Kita kemudian mulai membandingkan diri dengan mereka yang pada akhirnya dapat menurunkan motivasi dan semangat kerja. 

3. Mempengaruhi kualitas tidur

Dampak buruk FOMO selanjutnya adalah penurunan kualitas tidur. FOMO menimbulkan perasaan cemas, sehingga sulit membuat pikiran rileks bahkan saat tertidur.

Ketakutan akan ketinggalan sesuatu yang menarik atau penting membuat pikiran sulit untuk dihentikan. Kita terus membayangkan apa yang sedang dilakukan oleh orang lain, apa yang kita lewatkan, dan bagaimana jika kita ketinggalan kesempatan.

FOMO juga seringkali diiringi dengan perasaan stres dan cemas. Emosi negatif ini dapat membuat sulit untuk tidur nyenyak dan menyebabkan kita sering terbangun di tengah malam.

4. Stres

Rasa takut ketinggalan sesuatu yang menarik atau penting ini bisa memicu berbagai emosi negatif yang berujung pada stres. FOMO menciptakan lingkaran setan rasa cemas. 

Semakin kita takut ketinggalan, semakin kita merasa perlu untuk selalu terhubung dan mengetahui segala sesuatu yang terjadi. Hal ini tentu saja membuat pikiran kita terus bekerja keras dan memicu rasa cemas.

FOMO mendorong kita untuk selalu online dan terhubung dengan dunia maya. Tekanan untuk selalu responsif terhadap notifikasi dan pesan dapat menyebabkan kelelahan mental dan stres.

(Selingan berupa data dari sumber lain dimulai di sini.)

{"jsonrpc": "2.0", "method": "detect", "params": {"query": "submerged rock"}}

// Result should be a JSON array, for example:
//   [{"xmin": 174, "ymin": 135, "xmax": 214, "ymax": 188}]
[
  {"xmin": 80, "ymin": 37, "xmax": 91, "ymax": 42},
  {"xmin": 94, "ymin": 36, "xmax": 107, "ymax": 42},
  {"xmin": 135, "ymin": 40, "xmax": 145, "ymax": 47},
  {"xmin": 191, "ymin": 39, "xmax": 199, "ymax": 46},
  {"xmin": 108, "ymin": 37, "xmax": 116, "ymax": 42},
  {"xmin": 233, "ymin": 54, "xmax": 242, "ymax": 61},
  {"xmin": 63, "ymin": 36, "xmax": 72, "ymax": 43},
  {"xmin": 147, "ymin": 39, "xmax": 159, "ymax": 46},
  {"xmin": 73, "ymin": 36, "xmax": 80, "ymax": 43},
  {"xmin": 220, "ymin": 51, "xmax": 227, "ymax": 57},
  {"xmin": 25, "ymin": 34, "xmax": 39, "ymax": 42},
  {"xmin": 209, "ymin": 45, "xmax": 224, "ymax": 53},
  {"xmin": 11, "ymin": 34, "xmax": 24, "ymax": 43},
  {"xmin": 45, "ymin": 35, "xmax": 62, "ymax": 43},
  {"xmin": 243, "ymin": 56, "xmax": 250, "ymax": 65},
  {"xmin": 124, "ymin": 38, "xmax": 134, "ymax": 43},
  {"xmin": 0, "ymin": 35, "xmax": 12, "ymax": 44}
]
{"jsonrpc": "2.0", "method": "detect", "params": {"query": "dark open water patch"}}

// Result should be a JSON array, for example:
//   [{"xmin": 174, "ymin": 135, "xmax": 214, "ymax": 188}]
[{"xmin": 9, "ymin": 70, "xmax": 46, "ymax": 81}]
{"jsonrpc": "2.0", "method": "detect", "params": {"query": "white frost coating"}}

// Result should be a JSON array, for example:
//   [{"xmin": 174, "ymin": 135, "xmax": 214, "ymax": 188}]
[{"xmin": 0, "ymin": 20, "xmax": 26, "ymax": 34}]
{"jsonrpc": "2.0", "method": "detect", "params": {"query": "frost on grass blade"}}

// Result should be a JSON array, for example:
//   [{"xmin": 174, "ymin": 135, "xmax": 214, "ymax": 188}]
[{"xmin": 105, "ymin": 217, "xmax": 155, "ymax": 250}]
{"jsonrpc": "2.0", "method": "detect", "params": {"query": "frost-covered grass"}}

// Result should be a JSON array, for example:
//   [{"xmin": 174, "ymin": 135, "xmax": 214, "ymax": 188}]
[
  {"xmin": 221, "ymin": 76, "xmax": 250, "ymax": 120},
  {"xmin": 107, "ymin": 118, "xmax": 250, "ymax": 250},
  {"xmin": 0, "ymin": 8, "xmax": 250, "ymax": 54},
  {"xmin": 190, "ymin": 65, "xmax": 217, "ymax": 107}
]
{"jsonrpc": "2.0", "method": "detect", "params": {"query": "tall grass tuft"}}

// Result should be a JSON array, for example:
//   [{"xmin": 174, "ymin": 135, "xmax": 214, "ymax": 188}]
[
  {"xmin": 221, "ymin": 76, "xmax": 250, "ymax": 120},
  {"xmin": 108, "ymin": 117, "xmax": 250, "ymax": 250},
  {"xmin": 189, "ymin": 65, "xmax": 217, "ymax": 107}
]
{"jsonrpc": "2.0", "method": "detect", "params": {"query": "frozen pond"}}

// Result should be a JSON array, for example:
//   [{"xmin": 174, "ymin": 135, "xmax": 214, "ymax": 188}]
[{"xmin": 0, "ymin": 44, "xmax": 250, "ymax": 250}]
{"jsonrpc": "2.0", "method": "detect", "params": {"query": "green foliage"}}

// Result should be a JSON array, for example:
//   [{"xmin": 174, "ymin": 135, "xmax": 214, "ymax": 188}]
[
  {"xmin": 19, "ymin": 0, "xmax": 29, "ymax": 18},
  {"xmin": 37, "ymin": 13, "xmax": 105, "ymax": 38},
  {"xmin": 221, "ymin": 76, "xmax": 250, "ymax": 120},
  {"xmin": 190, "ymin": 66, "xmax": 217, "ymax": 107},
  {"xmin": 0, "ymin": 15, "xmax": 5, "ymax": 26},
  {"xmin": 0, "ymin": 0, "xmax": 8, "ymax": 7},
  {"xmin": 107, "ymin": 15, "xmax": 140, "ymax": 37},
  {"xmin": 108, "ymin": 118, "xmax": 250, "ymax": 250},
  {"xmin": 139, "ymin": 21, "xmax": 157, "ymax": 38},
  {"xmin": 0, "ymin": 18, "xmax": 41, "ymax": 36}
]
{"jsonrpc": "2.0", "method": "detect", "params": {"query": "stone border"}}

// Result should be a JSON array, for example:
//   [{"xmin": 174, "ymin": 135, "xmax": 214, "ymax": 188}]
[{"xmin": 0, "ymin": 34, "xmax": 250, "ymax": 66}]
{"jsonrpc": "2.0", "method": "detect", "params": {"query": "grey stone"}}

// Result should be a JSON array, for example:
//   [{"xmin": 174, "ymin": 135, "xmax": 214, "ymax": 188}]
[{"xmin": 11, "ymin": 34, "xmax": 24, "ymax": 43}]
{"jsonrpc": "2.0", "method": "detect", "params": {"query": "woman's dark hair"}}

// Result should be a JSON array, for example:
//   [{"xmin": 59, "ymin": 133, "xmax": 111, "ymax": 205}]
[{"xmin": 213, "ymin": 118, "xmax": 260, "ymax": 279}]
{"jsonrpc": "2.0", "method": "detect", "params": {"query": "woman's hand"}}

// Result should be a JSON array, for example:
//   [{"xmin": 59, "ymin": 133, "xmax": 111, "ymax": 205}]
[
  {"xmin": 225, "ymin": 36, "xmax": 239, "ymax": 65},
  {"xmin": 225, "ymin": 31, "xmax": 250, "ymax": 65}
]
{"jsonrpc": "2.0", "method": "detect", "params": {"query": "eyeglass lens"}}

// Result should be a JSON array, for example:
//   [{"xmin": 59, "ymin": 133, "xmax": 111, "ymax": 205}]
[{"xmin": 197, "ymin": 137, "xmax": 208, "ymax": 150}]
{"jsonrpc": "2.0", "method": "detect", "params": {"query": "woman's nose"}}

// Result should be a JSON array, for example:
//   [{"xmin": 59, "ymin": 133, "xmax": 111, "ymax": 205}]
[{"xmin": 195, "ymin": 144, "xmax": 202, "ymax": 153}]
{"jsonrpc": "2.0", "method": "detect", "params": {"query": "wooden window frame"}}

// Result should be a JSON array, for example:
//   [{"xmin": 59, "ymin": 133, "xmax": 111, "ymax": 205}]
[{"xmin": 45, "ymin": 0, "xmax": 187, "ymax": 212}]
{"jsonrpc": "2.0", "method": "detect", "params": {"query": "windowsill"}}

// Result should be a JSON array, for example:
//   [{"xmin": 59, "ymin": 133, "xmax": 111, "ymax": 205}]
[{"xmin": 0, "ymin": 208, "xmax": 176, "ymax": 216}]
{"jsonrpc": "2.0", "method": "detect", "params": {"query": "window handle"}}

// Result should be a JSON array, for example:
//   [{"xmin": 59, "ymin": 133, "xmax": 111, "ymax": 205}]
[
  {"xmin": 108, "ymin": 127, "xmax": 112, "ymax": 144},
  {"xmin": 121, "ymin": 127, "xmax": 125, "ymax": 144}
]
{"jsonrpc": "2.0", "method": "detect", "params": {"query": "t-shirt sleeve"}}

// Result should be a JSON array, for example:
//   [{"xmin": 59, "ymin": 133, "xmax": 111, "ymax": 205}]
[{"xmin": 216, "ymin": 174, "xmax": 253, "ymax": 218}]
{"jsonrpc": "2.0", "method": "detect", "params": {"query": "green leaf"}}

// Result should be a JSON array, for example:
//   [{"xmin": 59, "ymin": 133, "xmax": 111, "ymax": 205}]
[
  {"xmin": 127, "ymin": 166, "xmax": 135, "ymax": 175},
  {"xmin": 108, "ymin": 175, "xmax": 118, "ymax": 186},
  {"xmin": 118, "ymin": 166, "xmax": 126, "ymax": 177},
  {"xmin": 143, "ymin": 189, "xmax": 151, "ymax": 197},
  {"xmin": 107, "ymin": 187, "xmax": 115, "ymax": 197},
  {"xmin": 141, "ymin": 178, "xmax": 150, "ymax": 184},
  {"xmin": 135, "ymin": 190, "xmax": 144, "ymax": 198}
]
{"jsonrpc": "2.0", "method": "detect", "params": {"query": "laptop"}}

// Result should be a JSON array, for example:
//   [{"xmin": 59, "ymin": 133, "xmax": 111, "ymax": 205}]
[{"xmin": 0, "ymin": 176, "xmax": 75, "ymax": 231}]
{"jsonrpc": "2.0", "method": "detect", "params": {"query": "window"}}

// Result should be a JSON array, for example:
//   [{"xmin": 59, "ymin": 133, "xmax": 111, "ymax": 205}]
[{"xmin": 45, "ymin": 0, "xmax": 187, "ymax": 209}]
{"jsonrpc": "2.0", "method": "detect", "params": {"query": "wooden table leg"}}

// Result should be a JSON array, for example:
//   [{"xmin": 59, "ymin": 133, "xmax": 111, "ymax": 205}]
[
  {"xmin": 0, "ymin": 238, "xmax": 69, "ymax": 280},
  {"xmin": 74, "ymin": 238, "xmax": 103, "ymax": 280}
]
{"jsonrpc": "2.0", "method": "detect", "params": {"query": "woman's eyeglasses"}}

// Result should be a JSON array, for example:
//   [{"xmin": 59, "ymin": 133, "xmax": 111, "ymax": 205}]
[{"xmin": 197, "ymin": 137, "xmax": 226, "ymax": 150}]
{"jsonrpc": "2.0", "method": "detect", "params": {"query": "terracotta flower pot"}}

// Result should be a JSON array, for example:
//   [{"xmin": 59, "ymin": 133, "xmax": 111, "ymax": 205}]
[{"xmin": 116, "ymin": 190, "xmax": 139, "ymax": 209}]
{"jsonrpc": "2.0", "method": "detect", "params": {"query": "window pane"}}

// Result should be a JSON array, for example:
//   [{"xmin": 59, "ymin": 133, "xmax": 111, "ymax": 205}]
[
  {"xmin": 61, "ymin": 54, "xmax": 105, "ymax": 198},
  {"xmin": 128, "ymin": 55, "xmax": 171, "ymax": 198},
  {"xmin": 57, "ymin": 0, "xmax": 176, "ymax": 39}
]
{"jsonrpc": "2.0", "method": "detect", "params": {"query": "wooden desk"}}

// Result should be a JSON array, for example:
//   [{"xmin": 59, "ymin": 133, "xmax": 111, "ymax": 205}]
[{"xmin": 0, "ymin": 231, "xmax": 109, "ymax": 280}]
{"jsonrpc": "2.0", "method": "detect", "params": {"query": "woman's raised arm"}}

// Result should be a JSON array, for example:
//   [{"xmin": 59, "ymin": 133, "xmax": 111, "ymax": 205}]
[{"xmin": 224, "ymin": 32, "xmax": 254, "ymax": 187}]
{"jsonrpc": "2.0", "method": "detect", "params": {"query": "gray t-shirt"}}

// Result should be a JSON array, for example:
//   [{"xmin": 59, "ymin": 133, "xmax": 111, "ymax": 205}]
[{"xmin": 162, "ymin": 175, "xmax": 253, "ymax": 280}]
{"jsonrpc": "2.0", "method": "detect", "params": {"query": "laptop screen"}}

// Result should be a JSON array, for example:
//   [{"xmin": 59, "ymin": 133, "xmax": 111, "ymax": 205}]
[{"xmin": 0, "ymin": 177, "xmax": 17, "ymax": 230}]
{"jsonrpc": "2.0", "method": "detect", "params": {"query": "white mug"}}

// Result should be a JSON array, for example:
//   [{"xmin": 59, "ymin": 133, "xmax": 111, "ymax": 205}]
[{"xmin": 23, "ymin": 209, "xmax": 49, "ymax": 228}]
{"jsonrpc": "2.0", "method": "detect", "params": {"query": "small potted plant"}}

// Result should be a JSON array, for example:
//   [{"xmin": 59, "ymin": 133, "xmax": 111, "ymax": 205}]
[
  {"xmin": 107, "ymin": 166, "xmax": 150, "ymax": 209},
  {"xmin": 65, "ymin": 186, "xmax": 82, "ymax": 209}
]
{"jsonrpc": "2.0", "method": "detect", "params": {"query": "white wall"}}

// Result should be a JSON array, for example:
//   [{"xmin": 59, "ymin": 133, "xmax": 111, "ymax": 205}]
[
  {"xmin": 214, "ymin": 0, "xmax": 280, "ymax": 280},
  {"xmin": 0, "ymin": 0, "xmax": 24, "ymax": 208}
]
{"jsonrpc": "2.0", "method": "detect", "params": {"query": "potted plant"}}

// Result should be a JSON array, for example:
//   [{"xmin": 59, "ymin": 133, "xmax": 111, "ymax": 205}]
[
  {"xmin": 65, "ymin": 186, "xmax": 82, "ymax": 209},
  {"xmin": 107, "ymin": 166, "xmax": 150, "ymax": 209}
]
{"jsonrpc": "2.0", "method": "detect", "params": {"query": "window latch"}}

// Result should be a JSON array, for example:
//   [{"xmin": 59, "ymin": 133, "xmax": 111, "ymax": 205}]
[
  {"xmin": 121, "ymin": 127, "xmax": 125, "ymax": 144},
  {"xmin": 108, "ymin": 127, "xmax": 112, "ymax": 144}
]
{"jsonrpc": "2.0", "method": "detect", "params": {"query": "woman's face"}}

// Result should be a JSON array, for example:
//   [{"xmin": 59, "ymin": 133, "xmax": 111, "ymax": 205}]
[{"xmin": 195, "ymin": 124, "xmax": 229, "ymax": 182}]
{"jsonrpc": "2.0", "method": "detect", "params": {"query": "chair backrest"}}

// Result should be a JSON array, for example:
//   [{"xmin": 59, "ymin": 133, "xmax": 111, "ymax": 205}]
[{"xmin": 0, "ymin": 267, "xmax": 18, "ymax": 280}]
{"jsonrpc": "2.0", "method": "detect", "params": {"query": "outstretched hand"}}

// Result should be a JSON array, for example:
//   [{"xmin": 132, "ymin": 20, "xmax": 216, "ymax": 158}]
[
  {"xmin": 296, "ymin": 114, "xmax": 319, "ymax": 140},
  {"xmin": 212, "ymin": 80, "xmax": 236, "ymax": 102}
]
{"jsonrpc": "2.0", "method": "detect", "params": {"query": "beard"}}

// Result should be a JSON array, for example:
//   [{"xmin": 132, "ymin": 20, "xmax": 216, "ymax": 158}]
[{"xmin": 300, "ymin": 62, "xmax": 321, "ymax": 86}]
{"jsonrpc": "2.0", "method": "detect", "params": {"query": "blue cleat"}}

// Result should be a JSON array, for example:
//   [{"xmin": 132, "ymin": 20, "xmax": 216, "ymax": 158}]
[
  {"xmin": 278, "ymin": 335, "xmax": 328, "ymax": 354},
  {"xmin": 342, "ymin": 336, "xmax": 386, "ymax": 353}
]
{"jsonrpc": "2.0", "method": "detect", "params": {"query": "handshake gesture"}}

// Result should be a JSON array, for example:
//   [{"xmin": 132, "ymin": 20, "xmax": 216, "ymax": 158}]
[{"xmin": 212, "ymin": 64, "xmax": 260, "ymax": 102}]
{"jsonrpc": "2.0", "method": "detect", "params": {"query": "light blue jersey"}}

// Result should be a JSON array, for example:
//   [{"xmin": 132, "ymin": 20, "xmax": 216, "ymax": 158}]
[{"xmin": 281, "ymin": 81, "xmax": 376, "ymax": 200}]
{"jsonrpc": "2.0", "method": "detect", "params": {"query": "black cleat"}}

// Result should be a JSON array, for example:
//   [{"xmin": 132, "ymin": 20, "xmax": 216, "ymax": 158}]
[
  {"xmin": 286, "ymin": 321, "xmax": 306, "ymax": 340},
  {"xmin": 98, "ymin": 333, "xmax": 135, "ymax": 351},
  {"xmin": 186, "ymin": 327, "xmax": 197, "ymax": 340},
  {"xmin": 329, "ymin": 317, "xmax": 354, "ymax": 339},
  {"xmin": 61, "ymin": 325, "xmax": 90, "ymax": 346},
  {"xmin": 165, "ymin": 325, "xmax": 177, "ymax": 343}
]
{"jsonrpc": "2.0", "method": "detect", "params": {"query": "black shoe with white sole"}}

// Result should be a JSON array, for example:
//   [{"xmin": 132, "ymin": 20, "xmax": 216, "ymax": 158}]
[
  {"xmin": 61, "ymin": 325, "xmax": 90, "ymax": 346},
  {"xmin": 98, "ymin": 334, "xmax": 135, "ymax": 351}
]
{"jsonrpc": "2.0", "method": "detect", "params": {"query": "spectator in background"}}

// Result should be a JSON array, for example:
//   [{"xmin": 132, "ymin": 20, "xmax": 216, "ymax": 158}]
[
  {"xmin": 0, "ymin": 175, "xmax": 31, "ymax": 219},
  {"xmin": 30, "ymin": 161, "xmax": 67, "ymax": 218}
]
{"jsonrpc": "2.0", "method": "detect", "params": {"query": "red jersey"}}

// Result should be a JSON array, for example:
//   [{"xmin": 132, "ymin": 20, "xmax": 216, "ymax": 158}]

Baca Juga: [FULL] Jangan Beli vivo V30 atau V30e Sebelum Nonton Ini! | Fomotech #10

5. Kurang mandiri

Dampak negatif FOMO secara berlebihan selanjutnya dapat membuat seseorang kurang mandiri. Hal ini membuat seseorang berkecenderungan untuk terus-menerus membutuhkan persetujuan dan validasi orang lain.

Sebab, orang yang FOMO ingin memastikan bahwa mereka juga terlibat dalam hal-hal yang sedang tren atau populer. Tujuannya agar merasa diterima dan diakui oleh kelompok sosial mereka.